Announcement

Collapse
No announcement yet.
X
  • Filter
  • Time
  • Show
Clear All
new posts

  • Saving and/or Deleting File Issues

    I have been running a loop to import csv files, keep some observations and save this reduced subset in .dta format.
    The data in quarterly (1995_1 to 2016_1) with three types of files for each individual quarter (coupon, ticket and market) that I merge based on unique identifier.
    Since the extracted raw data is large (271 GB), my loop instructs Stata to keep only the merged files (erase the interim files).
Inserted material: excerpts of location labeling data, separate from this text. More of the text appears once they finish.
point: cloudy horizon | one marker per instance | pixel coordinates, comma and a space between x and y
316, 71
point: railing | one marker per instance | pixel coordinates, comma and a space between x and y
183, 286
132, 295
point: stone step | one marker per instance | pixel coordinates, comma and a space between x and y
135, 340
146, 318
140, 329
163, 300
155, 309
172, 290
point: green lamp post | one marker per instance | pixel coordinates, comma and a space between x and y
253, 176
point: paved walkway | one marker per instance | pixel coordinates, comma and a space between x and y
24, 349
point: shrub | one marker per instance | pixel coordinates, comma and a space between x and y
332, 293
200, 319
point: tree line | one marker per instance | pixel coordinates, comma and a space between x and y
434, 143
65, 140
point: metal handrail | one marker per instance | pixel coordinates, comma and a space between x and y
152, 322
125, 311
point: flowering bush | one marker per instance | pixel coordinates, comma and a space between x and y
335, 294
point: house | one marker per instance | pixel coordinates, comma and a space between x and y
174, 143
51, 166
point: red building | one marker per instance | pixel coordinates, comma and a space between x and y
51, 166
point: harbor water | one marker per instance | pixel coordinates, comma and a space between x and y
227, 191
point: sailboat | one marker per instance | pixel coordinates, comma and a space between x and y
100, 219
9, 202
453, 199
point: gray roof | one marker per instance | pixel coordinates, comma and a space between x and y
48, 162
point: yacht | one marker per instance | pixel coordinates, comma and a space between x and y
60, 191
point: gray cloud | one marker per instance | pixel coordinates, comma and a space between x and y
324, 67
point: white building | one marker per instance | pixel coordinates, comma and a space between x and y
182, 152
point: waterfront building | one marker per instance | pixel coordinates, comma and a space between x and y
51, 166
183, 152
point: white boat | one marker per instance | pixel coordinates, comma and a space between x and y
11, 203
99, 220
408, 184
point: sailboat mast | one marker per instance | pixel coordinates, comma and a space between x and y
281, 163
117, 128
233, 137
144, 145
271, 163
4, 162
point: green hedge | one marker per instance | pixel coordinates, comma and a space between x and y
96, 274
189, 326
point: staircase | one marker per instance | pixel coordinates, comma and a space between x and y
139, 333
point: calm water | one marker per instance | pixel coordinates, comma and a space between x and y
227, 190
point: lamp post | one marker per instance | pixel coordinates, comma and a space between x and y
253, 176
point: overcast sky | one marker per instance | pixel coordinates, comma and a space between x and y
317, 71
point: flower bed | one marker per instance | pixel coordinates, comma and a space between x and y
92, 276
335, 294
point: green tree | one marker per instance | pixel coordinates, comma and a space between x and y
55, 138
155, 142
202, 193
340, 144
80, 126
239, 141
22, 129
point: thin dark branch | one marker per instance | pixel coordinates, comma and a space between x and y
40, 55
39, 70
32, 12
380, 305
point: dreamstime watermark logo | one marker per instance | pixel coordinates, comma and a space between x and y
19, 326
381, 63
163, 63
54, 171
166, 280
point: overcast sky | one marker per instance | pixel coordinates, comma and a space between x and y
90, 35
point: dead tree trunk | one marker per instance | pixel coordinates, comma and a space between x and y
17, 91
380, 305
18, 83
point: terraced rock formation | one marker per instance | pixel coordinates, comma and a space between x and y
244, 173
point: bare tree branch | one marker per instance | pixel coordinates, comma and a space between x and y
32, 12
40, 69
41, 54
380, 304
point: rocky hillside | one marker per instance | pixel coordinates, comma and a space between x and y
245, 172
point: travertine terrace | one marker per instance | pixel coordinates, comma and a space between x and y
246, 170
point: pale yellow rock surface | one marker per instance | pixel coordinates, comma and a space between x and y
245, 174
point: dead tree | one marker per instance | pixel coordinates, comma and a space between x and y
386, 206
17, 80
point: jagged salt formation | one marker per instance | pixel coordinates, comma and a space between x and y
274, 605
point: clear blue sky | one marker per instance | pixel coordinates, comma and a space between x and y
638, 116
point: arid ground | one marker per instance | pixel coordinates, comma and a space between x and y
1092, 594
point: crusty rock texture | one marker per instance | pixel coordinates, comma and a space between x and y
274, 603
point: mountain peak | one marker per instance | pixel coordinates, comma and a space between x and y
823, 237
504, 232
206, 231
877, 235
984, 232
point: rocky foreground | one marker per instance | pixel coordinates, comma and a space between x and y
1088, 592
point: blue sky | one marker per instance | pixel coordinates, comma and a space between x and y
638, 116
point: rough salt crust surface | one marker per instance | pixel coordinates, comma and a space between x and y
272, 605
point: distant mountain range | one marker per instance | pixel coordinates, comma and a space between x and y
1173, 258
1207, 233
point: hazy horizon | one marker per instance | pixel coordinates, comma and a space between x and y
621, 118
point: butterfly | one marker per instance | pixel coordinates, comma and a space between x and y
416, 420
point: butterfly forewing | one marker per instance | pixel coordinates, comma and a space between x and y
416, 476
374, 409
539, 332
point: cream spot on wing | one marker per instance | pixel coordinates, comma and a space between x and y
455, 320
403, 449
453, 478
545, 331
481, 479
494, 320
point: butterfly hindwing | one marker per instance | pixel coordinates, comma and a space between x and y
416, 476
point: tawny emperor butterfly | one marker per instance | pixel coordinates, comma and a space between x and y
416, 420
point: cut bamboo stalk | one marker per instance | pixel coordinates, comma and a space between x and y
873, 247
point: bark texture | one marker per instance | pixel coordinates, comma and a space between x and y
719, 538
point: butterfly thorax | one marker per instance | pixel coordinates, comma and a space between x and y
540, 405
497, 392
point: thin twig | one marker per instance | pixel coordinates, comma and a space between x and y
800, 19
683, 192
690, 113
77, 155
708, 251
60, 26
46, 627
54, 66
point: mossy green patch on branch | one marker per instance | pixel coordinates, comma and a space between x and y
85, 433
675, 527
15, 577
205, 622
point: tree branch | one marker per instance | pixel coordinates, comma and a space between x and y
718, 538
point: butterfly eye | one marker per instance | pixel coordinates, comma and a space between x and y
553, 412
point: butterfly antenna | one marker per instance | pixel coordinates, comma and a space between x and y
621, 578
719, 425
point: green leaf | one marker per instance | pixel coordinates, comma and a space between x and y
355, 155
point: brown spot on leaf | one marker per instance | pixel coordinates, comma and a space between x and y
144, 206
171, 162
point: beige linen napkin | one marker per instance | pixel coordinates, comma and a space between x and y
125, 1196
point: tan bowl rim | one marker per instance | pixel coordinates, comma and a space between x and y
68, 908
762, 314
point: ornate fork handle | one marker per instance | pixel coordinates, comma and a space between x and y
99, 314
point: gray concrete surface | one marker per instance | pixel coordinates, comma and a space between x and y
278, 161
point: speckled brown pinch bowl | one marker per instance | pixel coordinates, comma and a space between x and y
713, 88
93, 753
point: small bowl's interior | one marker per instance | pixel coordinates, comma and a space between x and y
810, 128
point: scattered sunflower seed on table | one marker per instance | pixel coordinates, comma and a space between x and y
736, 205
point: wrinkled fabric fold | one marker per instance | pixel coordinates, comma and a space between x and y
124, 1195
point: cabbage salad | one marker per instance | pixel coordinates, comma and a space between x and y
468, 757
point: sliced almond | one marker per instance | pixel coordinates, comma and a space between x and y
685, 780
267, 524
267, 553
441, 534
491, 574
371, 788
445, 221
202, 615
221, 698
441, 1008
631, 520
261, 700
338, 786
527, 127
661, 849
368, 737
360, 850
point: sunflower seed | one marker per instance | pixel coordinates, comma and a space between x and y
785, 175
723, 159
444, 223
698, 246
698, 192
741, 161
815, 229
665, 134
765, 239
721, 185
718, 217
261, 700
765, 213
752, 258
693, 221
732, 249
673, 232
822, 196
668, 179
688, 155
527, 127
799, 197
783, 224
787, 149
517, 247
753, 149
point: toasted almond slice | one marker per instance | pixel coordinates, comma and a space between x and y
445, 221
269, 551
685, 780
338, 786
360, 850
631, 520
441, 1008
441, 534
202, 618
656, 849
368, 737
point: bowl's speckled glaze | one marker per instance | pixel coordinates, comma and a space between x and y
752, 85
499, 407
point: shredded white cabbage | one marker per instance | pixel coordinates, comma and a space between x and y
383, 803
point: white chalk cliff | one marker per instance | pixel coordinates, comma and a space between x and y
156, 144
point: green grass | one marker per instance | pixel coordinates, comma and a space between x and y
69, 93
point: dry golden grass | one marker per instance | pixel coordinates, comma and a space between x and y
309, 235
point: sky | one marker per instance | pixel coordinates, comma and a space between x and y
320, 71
    I get myraid errors while running the loop, most common are -
    1. "The request could not be performed because of an I/O device error r(691);"
    My individual files for each quarter are roughly 800 MB, 300 MB and 500 MB. I am using an external hard disk - Seagate (500 GB) Portable Drive. Going to the properties tab shows me I still have 80 GB of free space. Furthermore, I have deleted files to create space but the error persists. I have tried checking if there are issues with my harddisk but it seems unlikely. Also, I am able to import files from the hard disk without much issues at times, though I have come across "Data error (cyclic redundancy check)" at times too.

    2. When I tried saving the files in a different harddisk, I get errors like "file coupon_1996_3.dta cannot be modified or erased; likely cause is read-only directory or file".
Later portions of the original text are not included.